Arrêt sur image. Iel a un instant de flottement, puis switche avec un naturel désarmant :
— Tu as quels genres de remembrances ?
— Je n’ai pas de…
Stupéfaite, Rozalyn a répondu par automatisme. Fran lui sourit, de cette demi-grimace entendue parentale. Sa main aux doigts amputées pianote sur son paquet de cigarettes taché de sang avant d’en cueillir une. Encore une fois, elle se laisse magnétiser par ce geste d’une précision lente mais sans mouvement superficiels. L’efficience d’un chirurgien…
— Je n’ai pas effacé ta mémoire, Rozalyn.
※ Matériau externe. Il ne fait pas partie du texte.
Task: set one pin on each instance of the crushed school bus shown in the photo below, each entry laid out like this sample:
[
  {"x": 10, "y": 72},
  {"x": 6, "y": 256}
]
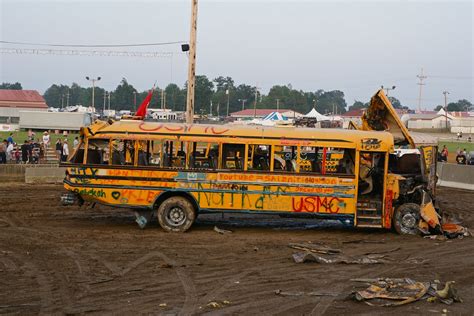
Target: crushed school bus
[{"x": 179, "y": 171}]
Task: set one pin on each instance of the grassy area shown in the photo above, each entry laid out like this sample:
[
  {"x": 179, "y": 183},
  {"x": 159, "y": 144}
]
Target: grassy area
[
  {"x": 454, "y": 145},
  {"x": 20, "y": 136}
]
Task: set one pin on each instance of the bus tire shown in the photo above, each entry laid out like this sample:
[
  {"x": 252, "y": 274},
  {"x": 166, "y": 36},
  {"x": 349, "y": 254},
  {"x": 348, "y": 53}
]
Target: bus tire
[
  {"x": 406, "y": 219},
  {"x": 176, "y": 214}
]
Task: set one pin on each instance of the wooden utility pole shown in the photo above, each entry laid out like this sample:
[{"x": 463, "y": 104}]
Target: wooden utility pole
[
  {"x": 421, "y": 84},
  {"x": 192, "y": 65},
  {"x": 446, "y": 107}
]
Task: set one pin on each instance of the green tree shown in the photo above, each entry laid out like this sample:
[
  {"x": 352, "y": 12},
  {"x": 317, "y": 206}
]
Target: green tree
[
  {"x": 123, "y": 96},
  {"x": 11, "y": 86},
  {"x": 203, "y": 94},
  {"x": 175, "y": 97},
  {"x": 358, "y": 105}
]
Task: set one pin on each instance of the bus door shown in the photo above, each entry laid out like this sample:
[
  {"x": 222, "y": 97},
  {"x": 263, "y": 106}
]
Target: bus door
[
  {"x": 428, "y": 165},
  {"x": 371, "y": 188}
]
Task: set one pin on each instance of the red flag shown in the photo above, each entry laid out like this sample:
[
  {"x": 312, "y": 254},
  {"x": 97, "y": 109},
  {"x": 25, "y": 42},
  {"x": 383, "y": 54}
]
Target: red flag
[{"x": 141, "y": 112}]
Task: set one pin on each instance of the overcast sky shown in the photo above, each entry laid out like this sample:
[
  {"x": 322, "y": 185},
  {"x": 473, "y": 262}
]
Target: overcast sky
[{"x": 353, "y": 46}]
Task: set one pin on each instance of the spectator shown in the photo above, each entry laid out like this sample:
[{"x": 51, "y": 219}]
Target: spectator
[
  {"x": 9, "y": 151},
  {"x": 24, "y": 151},
  {"x": 65, "y": 153},
  {"x": 444, "y": 154},
  {"x": 46, "y": 140},
  {"x": 30, "y": 151},
  {"x": 59, "y": 149},
  {"x": 461, "y": 158},
  {"x": 10, "y": 138},
  {"x": 3, "y": 151},
  {"x": 17, "y": 155}
]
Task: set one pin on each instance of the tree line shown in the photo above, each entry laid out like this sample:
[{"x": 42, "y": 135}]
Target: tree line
[{"x": 212, "y": 95}]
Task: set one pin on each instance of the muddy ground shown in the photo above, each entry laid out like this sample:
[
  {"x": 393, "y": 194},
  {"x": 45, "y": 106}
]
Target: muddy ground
[{"x": 73, "y": 260}]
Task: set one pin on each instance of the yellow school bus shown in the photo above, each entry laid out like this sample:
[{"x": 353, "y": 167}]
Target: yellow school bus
[{"x": 178, "y": 171}]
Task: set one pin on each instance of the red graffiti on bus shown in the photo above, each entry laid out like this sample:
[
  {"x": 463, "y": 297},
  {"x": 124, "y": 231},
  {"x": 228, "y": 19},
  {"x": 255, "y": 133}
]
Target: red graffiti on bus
[{"x": 316, "y": 204}]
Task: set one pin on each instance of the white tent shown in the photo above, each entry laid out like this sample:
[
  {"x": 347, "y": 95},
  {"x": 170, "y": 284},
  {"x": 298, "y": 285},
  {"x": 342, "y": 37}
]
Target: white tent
[
  {"x": 319, "y": 117},
  {"x": 275, "y": 116}
]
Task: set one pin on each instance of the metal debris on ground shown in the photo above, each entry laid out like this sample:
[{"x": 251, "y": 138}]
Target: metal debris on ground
[
  {"x": 304, "y": 257},
  {"x": 395, "y": 292},
  {"x": 301, "y": 293},
  {"x": 222, "y": 231},
  {"x": 316, "y": 249},
  {"x": 216, "y": 304}
]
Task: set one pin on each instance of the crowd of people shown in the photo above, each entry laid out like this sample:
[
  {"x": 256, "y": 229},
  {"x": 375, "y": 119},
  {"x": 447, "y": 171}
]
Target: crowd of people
[{"x": 32, "y": 150}]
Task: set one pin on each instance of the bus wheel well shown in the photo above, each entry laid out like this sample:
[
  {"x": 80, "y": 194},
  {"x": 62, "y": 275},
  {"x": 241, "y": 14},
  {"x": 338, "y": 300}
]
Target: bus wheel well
[{"x": 166, "y": 195}]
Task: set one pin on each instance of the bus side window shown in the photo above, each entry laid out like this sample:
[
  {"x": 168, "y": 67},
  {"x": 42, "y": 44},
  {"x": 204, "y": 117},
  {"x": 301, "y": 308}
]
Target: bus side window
[
  {"x": 154, "y": 152},
  {"x": 284, "y": 159},
  {"x": 259, "y": 157},
  {"x": 310, "y": 159},
  {"x": 98, "y": 151},
  {"x": 203, "y": 155},
  {"x": 123, "y": 152},
  {"x": 233, "y": 156},
  {"x": 174, "y": 154}
]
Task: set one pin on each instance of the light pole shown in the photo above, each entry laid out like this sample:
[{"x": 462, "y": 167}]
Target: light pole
[
  {"x": 243, "y": 103},
  {"x": 388, "y": 89},
  {"x": 446, "y": 107},
  {"x": 192, "y": 64},
  {"x": 134, "y": 101},
  {"x": 93, "y": 89},
  {"x": 228, "y": 96}
]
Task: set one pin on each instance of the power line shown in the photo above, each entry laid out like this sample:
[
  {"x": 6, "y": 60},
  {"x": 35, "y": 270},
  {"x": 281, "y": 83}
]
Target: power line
[
  {"x": 32, "y": 51},
  {"x": 89, "y": 45}
]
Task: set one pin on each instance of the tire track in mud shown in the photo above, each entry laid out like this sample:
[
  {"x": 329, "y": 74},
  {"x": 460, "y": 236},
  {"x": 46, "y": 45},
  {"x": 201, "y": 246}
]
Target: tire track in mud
[{"x": 190, "y": 299}]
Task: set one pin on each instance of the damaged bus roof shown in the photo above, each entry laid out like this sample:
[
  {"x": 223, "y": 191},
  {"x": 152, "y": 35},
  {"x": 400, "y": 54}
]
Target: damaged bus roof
[{"x": 141, "y": 129}]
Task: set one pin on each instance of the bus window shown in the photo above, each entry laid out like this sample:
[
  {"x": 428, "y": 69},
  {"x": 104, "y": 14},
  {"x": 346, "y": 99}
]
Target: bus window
[
  {"x": 284, "y": 158},
  {"x": 154, "y": 152},
  {"x": 78, "y": 154},
  {"x": 259, "y": 157},
  {"x": 233, "y": 156},
  {"x": 203, "y": 155},
  {"x": 123, "y": 152},
  {"x": 174, "y": 154},
  {"x": 98, "y": 151},
  {"x": 311, "y": 159}
]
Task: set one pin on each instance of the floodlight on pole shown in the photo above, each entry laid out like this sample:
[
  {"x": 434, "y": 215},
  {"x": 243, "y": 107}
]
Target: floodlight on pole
[{"x": 93, "y": 89}]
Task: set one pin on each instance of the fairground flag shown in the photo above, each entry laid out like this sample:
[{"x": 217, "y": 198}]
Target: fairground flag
[{"x": 141, "y": 112}]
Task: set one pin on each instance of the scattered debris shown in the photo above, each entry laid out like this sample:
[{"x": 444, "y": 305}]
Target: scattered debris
[
  {"x": 315, "y": 249},
  {"x": 216, "y": 304},
  {"x": 299, "y": 293},
  {"x": 166, "y": 266},
  {"x": 363, "y": 241},
  {"x": 303, "y": 257},
  {"x": 383, "y": 251},
  {"x": 222, "y": 231},
  {"x": 395, "y": 292}
]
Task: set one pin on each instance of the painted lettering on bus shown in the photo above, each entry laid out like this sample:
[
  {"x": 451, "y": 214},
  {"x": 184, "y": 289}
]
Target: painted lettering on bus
[{"x": 316, "y": 204}]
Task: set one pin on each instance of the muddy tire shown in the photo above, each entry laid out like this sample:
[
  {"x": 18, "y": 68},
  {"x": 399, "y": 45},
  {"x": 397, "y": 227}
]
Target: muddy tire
[
  {"x": 406, "y": 219},
  {"x": 176, "y": 214}
]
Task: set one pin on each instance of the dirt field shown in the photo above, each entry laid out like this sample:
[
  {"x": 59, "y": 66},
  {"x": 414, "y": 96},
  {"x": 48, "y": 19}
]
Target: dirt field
[{"x": 74, "y": 260}]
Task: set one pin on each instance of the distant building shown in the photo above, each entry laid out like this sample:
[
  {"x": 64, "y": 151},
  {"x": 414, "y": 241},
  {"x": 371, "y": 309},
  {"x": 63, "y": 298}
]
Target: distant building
[
  {"x": 261, "y": 113},
  {"x": 166, "y": 114},
  {"x": 14, "y": 101}
]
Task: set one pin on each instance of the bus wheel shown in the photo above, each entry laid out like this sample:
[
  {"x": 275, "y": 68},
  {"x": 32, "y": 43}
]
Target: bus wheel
[
  {"x": 406, "y": 219},
  {"x": 176, "y": 214}
]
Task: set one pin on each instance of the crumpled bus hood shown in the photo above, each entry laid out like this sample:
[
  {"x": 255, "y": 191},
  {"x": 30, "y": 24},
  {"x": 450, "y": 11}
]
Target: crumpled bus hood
[
  {"x": 381, "y": 116},
  {"x": 93, "y": 128}
]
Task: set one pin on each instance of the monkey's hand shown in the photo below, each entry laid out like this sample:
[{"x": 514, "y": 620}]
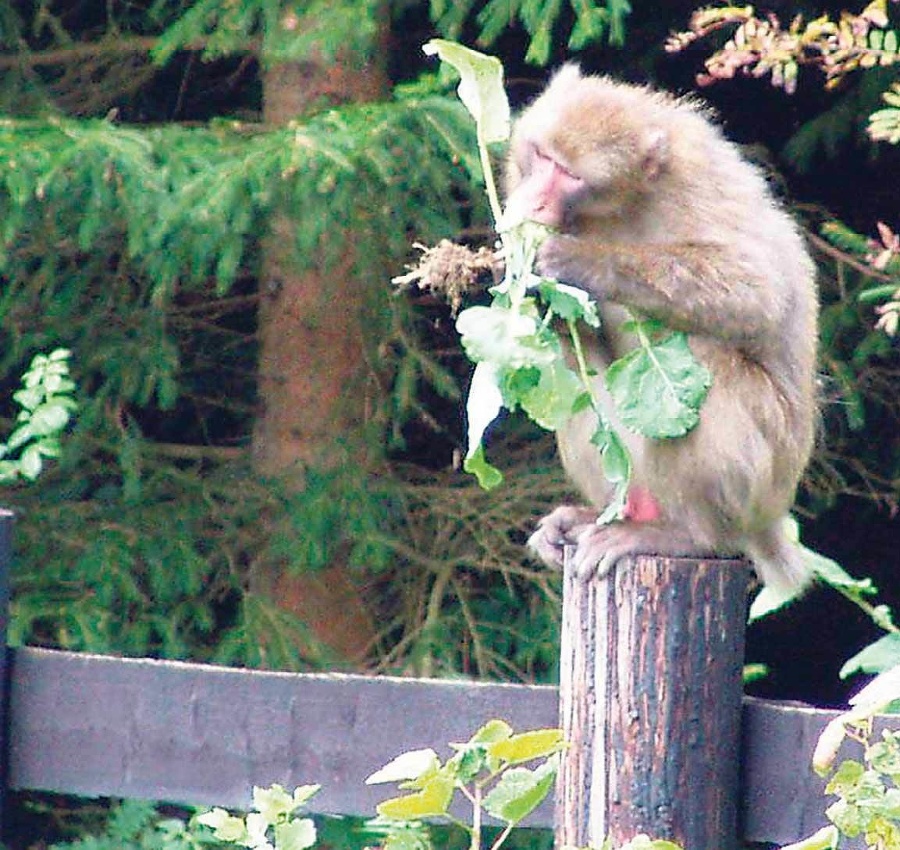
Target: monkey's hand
[
  {"x": 562, "y": 527},
  {"x": 600, "y": 547},
  {"x": 564, "y": 258}
]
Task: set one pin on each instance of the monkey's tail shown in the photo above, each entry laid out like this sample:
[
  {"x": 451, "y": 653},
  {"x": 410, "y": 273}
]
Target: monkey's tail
[{"x": 781, "y": 562}]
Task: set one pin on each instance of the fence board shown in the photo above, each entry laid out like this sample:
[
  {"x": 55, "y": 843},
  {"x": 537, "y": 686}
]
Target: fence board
[
  {"x": 94, "y": 725},
  {"x": 100, "y": 726}
]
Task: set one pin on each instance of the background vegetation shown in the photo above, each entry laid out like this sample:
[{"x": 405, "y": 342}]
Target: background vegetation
[{"x": 206, "y": 201}]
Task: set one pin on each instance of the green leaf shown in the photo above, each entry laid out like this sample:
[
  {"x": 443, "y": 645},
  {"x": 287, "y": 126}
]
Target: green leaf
[
  {"x": 488, "y": 476},
  {"x": 273, "y": 803},
  {"x": 49, "y": 418},
  {"x": 550, "y": 403},
  {"x": 493, "y": 731},
  {"x": 483, "y": 406},
  {"x": 410, "y": 765},
  {"x": 297, "y": 834},
  {"x": 480, "y": 87},
  {"x": 658, "y": 389},
  {"x": 538, "y": 743},
  {"x": 504, "y": 337},
  {"x": 846, "y": 778},
  {"x": 569, "y": 302},
  {"x": 31, "y": 463},
  {"x": 433, "y": 800},
  {"x": 877, "y": 657},
  {"x": 304, "y": 793},
  {"x": 519, "y": 791},
  {"x": 226, "y": 827},
  {"x": 644, "y": 842}
]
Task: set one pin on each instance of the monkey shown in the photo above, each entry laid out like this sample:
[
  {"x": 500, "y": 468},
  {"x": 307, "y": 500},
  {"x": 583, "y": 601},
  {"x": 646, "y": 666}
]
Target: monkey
[{"x": 652, "y": 209}]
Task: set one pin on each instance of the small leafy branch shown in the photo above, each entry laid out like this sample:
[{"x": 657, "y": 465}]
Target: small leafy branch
[
  {"x": 760, "y": 47},
  {"x": 520, "y": 358},
  {"x": 763, "y": 46},
  {"x": 868, "y": 790},
  {"x": 47, "y": 405},
  {"x": 486, "y": 770},
  {"x": 272, "y": 825}
]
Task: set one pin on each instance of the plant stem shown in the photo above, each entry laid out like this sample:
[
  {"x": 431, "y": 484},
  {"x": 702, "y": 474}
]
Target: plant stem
[
  {"x": 489, "y": 184},
  {"x": 475, "y": 843},
  {"x": 502, "y": 836}
]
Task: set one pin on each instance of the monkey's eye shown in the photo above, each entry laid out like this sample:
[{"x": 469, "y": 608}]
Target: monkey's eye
[{"x": 541, "y": 160}]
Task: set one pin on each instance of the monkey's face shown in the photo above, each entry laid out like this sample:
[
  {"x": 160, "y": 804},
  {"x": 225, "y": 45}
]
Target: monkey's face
[{"x": 578, "y": 159}]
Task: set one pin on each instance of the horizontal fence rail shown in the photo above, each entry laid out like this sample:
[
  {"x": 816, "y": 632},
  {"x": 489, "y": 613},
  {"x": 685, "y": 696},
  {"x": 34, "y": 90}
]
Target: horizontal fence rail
[{"x": 100, "y": 726}]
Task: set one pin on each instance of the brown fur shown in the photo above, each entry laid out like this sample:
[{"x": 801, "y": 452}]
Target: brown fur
[{"x": 674, "y": 224}]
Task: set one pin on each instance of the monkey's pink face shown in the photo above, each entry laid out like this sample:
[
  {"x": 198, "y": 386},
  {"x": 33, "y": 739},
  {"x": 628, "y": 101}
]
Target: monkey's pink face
[{"x": 546, "y": 190}]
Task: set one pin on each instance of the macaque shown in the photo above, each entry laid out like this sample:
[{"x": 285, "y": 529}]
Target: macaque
[{"x": 655, "y": 211}]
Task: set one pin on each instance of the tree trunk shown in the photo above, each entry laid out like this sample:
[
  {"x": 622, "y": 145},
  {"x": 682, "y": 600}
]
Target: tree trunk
[{"x": 311, "y": 378}]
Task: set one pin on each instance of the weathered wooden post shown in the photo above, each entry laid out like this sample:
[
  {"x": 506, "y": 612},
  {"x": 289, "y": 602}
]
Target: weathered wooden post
[{"x": 650, "y": 701}]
Un rond de fumée vantard se fait mitrailler en franchissant le rebord d’une fenêtre sans carreaux. Fran s’y accoude.
— Mais j’ai oublié.
Sa poitrine se serre. Ces mots l’amusent comme une vieille plaisanterie cent fois radotée. Rozalyn plisse le nez à cette affreuse odeur de tabac russe.
— Je te l’ai déjà dit. Le cerveau n’est pas un disque dur mais un système. Un neurone ne sert pas à stocker mais à faire passer des messages chimiques. Je n’ai rien supprimé. J’ai juste coupé les ponts. Tu as oublié parce que tu ne peux plus lire les données. J’ai… comment dire ça simplement ? J’ai partitionné l’organisation de ton cerveau pour mettre une partie de tes souvenirs dans un coin. Une espèce de sauvegarde fantôme enkystée.
— Donc mes souvenirs sont toujours là. Bien au fond, mais toujours là.
En dedans, elle sent un appel d’air venant d’un gouffre, si profond, si effrayant, qu’elle combat la tentation de s’y pencher.
— Bien évidemment, mais comme tu ne les relis pas, ils finiront par s’épuiser et se fondre dans le néant quand ton cerveau recyclera ses cellules. La mémoire est une chose qu’on réécrit et renforce à chaque lecture. Parfois, un combo de stimuli en ramène certains à la surface.
— Comme ton petit tour de drague minable ?
Iel poursuit sans relever :
— Ça clignote et ça s’éteint. C’est tout.
Rozalyn percute comme un camion sur voie maglev lancé à contre-sens.
— Combien de fois ?
Fran cille. Elle hésite sur la formulation exacte.
— Cette partition, combien de fois tu l’as faite sur toi ?
Son regard trop clair erre quelque part dans la nuit puis le murmure chuinte d’une bouche à peine entre-bâillée :
— Nous… j’ai oublié.
Et les volutes acres d’une Russtik s’étiole sous la pluie.